•0.3•

644 65 30
                                    

"So please hurry, leave me, I can't breath."

3.şahıstan:

Geçmişini düşündü Reki, annesinin ödül öpücüklerini yanağında hissediyordu hâlâ.

"Anne, sana yardım edebilir miyim?"

"Tabii ki Reki!" Gülümsedi...

*

"Bitti!" Zafer gülüşü attı annesine.

"Aferin oğluma! Reki, hep böyle insanlara yardım et olur mu?" Kıymetli ödül öpücüğünden verdi oğluna.

"Anneciğin dediği gibi insanlara yardım edip, onları mutlu edeceğim!"

Kocaman gülümsedi.

Şimdi hatırladı Reki, insanlara karşı nazik olduğu için diğer erkekler onunla dalga geçerdi hep. Pff eskilerin erkeklikten kastığı onları üstün tutmaktı, iyiki küçükken öyle değildi. Reki düşüne dursun, Langa neler yaşamış ona bakalım.

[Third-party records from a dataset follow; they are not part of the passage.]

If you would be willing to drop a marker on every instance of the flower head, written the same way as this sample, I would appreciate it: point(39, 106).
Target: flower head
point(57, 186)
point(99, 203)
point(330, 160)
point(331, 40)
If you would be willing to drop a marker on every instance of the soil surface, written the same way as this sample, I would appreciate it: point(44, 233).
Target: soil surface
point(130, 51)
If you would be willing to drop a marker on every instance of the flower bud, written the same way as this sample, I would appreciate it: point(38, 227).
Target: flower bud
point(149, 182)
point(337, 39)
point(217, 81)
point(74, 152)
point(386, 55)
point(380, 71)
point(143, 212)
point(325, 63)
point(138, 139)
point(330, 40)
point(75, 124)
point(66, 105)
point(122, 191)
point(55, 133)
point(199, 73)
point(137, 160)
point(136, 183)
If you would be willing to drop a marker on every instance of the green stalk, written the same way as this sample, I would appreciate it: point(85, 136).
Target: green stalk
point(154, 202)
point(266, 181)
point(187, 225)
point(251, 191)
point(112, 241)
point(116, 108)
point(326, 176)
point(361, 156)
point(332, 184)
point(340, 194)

Langa, Miya'dan hayır gelmeyeceğini anlayıp gitmişti. Direkten eve doğru yol almıştı aslında. Sonrasında o öpücüğü düşünmekten zor uyumuştu. Bu sefer rüya mı görecekti kâbus mu?

Langa'nın bu seferki kâbusunda Reki, bir köprünün ucunda Langa'yı bekliyordu yine gülümseyerek. Langa koşuyordu, köprüyü geçmek için hızla koşuyordu. Ama Reki onu beklemedi, ve yine bulutların arasında kayboldu.

(Bu kâbus Heidi çizgi filmindeki Heidi'nin büyükbabası'nın kâbuslarından alıntıdır.)

Terler içerisinde uyandı Langa, her zamanki kâbuslarıydı işte. Ama bu daha gerçekçi hissettirdi ona, öyle ki rüya olup olmadığını test etmek için koluna bir kaç kez çimdik attı.

Her zamanki gibi suyunu içip yattı, ama aynı kâbus peşini bırakmamıştı. Langa tüm gece uyuyamadı. Gördüğü kâbuslar hayra alamet değildi.